Sir Francis Chantrey, the sculptor, however, exposed himself to a temperature still higher than any yet mentioned, as described by Sir David Brewster:
The furnace which he employs for drying his moulds is about fourteen feet long, twelve feet high, and twelve feet broad. When it is raised to its highest temperature, with the doors closed, the thermometer stands at 350°, and the iron floor is red-hot. The workmen often enter it at a temperature of 340°, walking over the iron floor with wooden clogs, which are of course charred on the surface. On one occasion, Mr. Chantrey, accompanied by five or six of his friends, entered the furnace; and after remaining two minutes they brought out a thermometer which stood at 320°. Some of the party experienced sharp pains in the tips of their ears and in the septum of the nose, while others felt a pain in their eyes.—Natural Magic, 1833.
In some cases the clothing worn by the experimenters conducts away the heat. Thus, in 1828, a Spaniard entered a heated oven, at the New Tivoli, near Paris; he sang a song while a fowl was roasted by his side, he then ate the fowl and drank a bottle of wine, and on coming out his pulse beat 176°, and the thermometer was at 110° Reaumur. He then stretched himself upon a plank in the oven surrounded by lighted candles, when the mouth of the oven was closed; he remained there five minutes, and on being taken out, all the candles were extinguished and melted, and the Spaniard’s pulse beat 200°. Now much of the surprise ceases when it is added that he wore wide woollen pantaloons, a loose mantle of wool, and a great quilted cap; the several materials of this clothing being bad conductors of heat.
In 1829 M. Chabert, the “Fire-King,” exhibited similar feats at the Argyll Rooms in Regent Street.
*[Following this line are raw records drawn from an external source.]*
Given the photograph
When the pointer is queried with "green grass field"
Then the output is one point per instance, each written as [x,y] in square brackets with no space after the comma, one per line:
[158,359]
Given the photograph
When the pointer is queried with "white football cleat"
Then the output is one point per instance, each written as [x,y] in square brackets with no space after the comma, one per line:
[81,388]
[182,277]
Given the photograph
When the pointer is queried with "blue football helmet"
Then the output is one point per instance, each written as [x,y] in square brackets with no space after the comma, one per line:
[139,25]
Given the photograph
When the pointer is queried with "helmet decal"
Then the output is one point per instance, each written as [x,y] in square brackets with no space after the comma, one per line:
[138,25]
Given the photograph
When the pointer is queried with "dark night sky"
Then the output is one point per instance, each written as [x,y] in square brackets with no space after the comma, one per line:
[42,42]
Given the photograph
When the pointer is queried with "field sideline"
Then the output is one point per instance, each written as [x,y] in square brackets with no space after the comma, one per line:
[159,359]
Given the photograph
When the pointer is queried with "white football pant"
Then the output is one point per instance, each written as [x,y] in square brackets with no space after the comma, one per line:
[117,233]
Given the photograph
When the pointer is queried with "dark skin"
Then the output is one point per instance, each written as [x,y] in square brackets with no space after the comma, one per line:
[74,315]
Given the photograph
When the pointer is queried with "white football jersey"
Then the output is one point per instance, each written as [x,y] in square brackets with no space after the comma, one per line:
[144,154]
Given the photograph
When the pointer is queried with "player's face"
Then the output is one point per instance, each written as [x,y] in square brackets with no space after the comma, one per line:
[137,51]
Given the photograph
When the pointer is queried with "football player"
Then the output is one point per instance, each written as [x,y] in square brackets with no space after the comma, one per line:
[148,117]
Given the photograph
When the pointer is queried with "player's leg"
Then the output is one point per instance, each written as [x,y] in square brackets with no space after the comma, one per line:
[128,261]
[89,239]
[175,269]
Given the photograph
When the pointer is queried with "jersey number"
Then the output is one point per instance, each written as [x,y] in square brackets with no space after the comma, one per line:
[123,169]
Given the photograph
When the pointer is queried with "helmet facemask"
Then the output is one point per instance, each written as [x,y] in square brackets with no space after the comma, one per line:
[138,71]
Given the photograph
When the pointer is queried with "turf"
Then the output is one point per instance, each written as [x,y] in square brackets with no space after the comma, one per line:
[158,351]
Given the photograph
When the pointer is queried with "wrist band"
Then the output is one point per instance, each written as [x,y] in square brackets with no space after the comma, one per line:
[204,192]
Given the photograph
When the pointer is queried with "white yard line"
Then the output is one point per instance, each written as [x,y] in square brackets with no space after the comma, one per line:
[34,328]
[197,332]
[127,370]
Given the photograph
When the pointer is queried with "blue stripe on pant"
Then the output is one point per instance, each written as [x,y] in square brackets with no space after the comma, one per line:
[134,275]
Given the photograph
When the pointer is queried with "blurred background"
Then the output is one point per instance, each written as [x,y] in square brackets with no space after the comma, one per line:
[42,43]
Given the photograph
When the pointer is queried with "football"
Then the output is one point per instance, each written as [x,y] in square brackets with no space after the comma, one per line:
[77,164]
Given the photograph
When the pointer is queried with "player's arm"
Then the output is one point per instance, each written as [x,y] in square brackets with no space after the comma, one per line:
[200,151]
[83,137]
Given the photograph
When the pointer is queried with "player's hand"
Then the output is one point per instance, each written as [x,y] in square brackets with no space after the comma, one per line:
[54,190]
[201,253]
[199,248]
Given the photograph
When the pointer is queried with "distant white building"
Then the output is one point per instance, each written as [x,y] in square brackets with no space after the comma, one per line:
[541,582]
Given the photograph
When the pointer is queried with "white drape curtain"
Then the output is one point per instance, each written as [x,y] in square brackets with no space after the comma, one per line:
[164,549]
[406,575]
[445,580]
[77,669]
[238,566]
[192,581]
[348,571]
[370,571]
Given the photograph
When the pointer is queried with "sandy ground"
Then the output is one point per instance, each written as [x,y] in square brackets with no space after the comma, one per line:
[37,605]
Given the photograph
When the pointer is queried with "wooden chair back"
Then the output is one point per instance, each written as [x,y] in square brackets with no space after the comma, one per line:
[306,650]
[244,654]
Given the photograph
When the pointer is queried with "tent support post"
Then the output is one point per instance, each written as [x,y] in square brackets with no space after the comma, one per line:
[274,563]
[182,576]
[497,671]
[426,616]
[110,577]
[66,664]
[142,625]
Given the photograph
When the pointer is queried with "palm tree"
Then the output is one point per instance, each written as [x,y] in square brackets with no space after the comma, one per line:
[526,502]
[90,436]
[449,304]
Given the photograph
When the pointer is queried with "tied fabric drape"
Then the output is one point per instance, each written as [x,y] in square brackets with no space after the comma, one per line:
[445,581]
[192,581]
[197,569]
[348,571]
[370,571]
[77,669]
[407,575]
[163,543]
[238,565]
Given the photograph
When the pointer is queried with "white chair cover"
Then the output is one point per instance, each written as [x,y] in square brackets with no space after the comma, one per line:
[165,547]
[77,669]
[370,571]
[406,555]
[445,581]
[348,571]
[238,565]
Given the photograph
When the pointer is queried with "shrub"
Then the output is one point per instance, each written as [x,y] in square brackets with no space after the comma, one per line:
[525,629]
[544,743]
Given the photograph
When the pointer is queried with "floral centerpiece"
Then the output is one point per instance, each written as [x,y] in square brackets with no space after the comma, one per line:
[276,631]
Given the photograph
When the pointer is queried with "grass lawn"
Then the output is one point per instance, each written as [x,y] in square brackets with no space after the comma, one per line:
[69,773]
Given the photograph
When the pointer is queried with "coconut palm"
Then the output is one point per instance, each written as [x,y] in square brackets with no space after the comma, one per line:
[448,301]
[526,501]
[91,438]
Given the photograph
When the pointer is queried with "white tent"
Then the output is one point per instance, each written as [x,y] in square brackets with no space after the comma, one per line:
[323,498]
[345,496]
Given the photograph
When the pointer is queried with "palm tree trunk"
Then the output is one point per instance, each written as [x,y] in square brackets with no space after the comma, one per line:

He first swallowed forty grains of phosphorus, then two spoonfuls of oil at 330°, and next held his head over the fumes of sulphuric acid. He had previously provided himself with an antidote for the poison of the phosphorus. Dressed in a loose woollen coat, he then entered a heated oven, and in five minutes cooked two steaks; he then came out of the oven, when the thermometer stood at 380°. Upon another occasion, at White Conduit House, some of his feats were detected.
The scientific secret is as follows: Muscular tissue is an extremely bad conductor; and to this in a great measure the constancy of the temperature of the human body in various zones is to be attributed. To this fact also Sir Charles Blagden and Chantrey owed their safety in exposing their bodies to a high temperature; from the almost impervious character of the tissues of the body, the irritation produced was confined to the surface.